She studies me, head tilted. “You know he’s not going to show up here and punch you for sharing a bed with me, right?”
“He might.”
“That’d be funny.”
“It would not.”
She steps closer, voice dropping into something between tease and something else. “What if I don’t want the bed by myself?”
My body responds before my brain can shut it down.
Every muscle tightens. Heat coils low.
I keep my voice steady. “That’s not an option.”
“Why not?”
“Because,” I say, realizing too late how honest I’m about to be, “I don’t trust myself to sleep next to you and not…”
I trail off.
She leans in. “Not what?”
I could lie.
I don’t.
“Not touch you.”
The words land in the air like a flare.
Her lips part.
For a long, dangerous moment, we just stare at each other.
Then she smiles, slow and wicked. “Maybe I don’t want you to not touch me.”
I close my eyes for half a second.
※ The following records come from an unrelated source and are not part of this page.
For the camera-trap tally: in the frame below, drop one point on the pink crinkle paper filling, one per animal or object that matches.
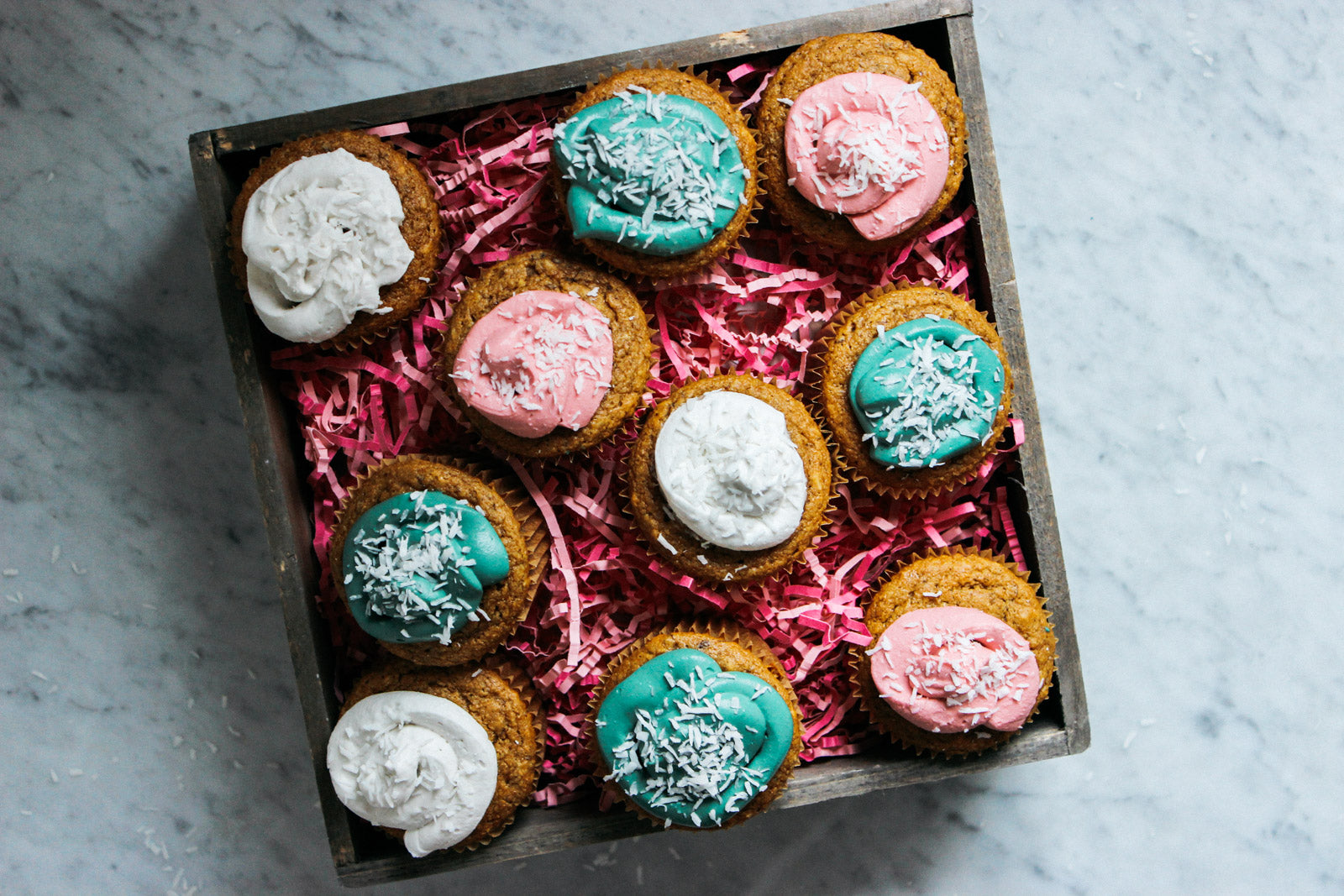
(759, 311)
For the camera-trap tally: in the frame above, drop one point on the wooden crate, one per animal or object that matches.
(221, 160)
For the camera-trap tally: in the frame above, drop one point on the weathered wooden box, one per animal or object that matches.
(221, 160)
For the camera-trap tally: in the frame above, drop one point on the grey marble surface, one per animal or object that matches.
(1173, 181)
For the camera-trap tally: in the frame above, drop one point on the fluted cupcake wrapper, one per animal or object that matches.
(675, 546)
(417, 282)
(511, 678)
(924, 483)
(904, 734)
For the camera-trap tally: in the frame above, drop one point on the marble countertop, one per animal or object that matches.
(1171, 174)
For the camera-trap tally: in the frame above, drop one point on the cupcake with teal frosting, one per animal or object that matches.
(916, 390)
(696, 727)
(655, 172)
(437, 563)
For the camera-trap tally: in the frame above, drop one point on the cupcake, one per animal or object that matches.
(914, 389)
(696, 728)
(335, 238)
(961, 653)
(730, 479)
(438, 758)
(546, 355)
(437, 563)
(655, 172)
(864, 141)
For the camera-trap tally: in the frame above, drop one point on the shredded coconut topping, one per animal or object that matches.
(394, 564)
(696, 758)
(937, 401)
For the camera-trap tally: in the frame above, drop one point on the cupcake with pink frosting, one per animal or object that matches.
(961, 654)
(864, 140)
(546, 355)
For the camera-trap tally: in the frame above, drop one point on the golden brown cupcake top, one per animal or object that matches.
(696, 727)
(976, 584)
(506, 387)
(655, 170)
(866, 132)
(879, 316)
(501, 720)
(316, 258)
(432, 481)
(730, 479)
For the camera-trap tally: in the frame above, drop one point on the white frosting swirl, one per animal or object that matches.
(730, 470)
(322, 237)
(414, 762)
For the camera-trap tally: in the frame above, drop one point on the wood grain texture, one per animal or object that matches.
(221, 159)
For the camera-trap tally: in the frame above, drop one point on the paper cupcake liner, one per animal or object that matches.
(886, 720)
(806, 217)
(929, 481)
(659, 269)
(531, 528)
(514, 679)
(420, 270)
(722, 631)
(774, 567)
(541, 448)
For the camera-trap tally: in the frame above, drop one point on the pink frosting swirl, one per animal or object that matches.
(869, 147)
(537, 360)
(951, 669)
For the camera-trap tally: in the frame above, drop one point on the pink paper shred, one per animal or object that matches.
(757, 311)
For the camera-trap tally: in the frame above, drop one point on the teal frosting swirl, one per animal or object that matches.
(658, 174)
(690, 743)
(927, 392)
(416, 567)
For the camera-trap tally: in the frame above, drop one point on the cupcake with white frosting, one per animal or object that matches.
(438, 758)
(730, 479)
(335, 238)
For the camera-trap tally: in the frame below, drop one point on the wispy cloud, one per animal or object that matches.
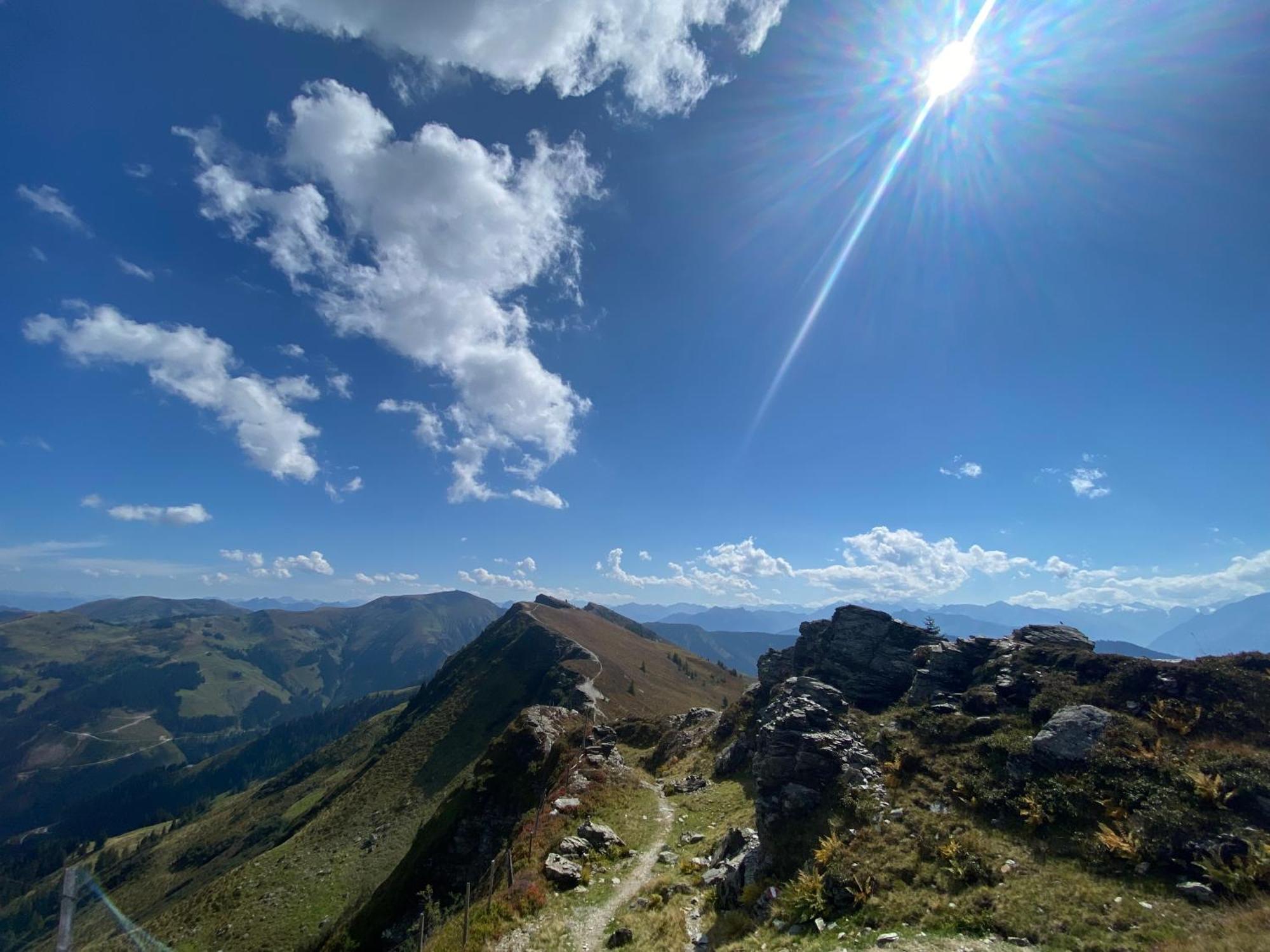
(137, 271)
(49, 200)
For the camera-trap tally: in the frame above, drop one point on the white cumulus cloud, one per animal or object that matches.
(312, 563)
(962, 469)
(425, 244)
(540, 496)
(192, 365)
(899, 564)
(255, 560)
(342, 384)
(1088, 482)
(746, 559)
(576, 46)
(714, 583)
(191, 515)
(384, 578)
(481, 577)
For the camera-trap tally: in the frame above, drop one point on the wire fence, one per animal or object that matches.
(81, 888)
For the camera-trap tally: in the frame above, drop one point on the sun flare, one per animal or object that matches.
(951, 68)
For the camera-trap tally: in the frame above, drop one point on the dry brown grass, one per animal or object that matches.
(661, 686)
(1245, 930)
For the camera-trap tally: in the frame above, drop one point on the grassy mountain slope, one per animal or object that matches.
(148, 609)
(1128, 648)
(323, 837)
(84, 704)
(736, 649)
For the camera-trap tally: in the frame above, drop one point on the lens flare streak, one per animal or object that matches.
(876, 197)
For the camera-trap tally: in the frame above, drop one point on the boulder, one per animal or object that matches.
(868, 656)
(573, 846)
(561, 871)
(1053, 637)
(713, 876)
(689, 785)
(947, 667)
(1071, 733)
(801, 752)
(600, 836)
(735, 842)
(732, 758)
(1197, 892)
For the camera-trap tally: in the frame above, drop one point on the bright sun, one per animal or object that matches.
(951, 68)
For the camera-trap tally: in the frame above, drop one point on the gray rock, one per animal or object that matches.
(732, 758)
(1197, 892)
(801, 751)
(947, 667)
(1071, 733)
(1055, 637)
(600, 836)
(620, 937)
(573, 846)
(563, 873)
(868, 656)
(689, 785)
(735, 842)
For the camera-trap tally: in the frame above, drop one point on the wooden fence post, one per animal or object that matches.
(67, 916)
(468, 902)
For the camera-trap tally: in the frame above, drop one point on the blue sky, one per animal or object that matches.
(377, 299)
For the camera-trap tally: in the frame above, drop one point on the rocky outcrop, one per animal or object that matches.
(573, 846)
(561, 871)
(801, 752)
(1071, 734)
(732, 758)
(685, 733)
(947, 668)
(737, 863)
(688, 785)
(868, 656)
(600, 836)
(600, 750)
(1053, 637)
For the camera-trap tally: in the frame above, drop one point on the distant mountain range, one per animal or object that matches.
(92, 696)
(1240, 626)
(1175, 633)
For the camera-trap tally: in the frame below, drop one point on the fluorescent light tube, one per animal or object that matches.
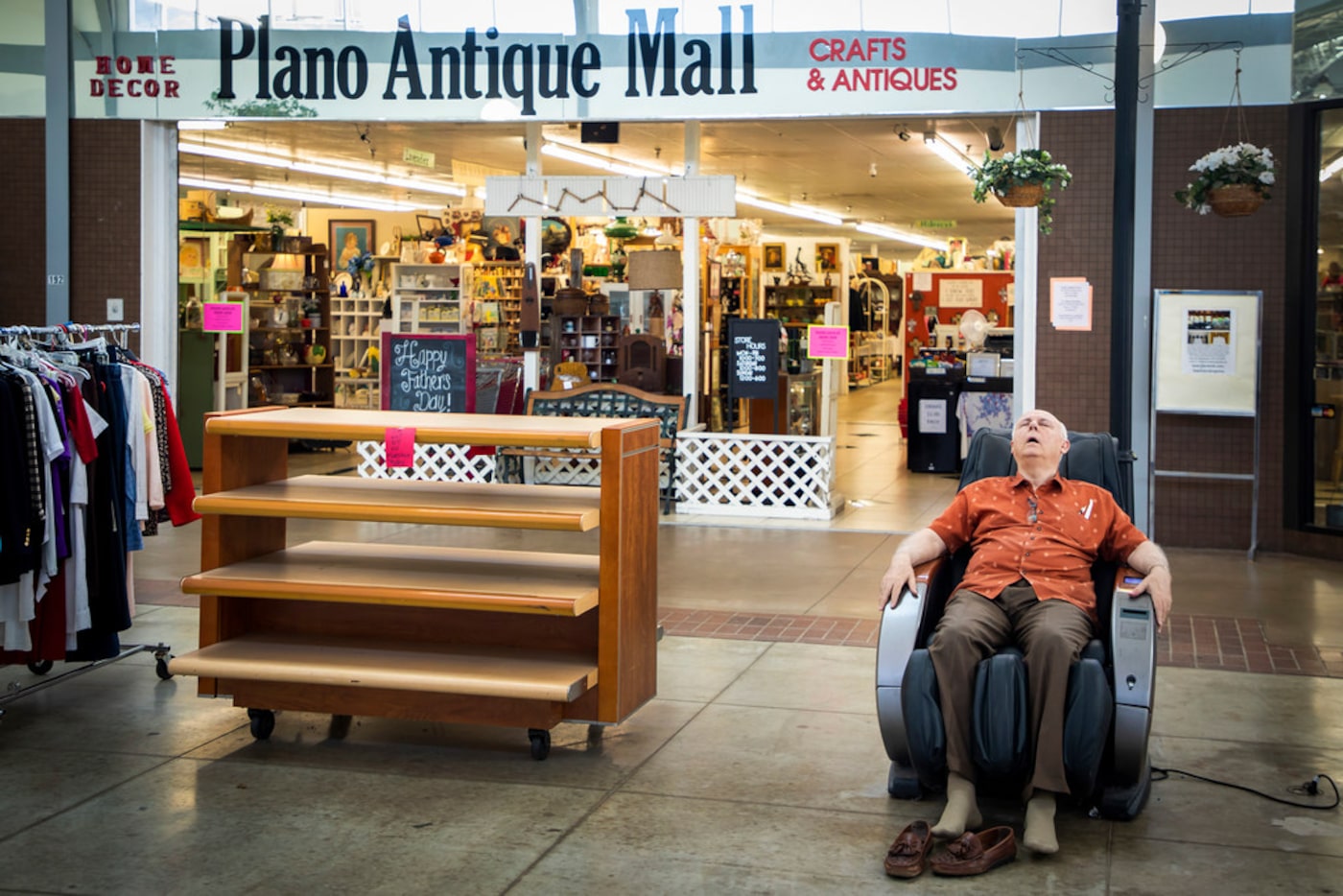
(904, 237)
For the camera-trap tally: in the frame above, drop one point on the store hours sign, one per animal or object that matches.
(752, 358)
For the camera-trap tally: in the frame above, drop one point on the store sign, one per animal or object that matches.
(224, 318)
(419, 157)
(752, 358)
(828, 342)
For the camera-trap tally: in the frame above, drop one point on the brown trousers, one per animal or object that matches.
(1049, 633)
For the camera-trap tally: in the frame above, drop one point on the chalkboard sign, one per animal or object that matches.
(752, 358)
(429, 372)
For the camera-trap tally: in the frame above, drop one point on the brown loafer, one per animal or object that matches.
(976, 853)
(906, 858)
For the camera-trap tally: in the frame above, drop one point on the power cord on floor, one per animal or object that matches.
(1306, 789)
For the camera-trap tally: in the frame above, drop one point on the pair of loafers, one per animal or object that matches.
(971, 853)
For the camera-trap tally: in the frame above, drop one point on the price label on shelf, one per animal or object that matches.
(399, 446)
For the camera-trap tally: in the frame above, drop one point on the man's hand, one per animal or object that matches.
(1151, 562)
(920, 547)
(1158, 584)
(899, 577)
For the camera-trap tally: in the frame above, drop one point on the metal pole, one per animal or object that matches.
(1121, 266)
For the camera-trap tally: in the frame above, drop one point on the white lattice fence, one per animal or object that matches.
(436, 462)
(742, 475)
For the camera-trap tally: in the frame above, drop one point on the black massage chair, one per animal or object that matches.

This girl is going to be the death of me. “We’re not doing this tonight,” I say roughly. “You’ve had a run, a scare, and three cups of gas station coffee. Your nervous system is lying to you.”
“You’re deflecting.”
“I’m surviving.”
She searches my face. Whatever she sees there makes her sigh. “Fine,” she says, backing off half a step. “But just so you know, ifI have nightmares, I’m climbing into your bed—I mean couch—and you don’t get a vote.”
“Duly noted.”
We stand there a second longer, the air thick with everything we’re not doing.
Finally, she huffs out a laugh. “Goodnight, Knight.”
“Goodnight, Lark.”
She disappears down the hall, and I’m left alone with the hum of the fridge, the creak of the wood, and the loud, annoying thud of my own heart.
I grab a pillow and a folded blanket from the linen closet, toss them on the couch, and lie down.
The cushions are narrow. Lumpy. My feet hang over the arm. A coil of a spring digs into my ribs.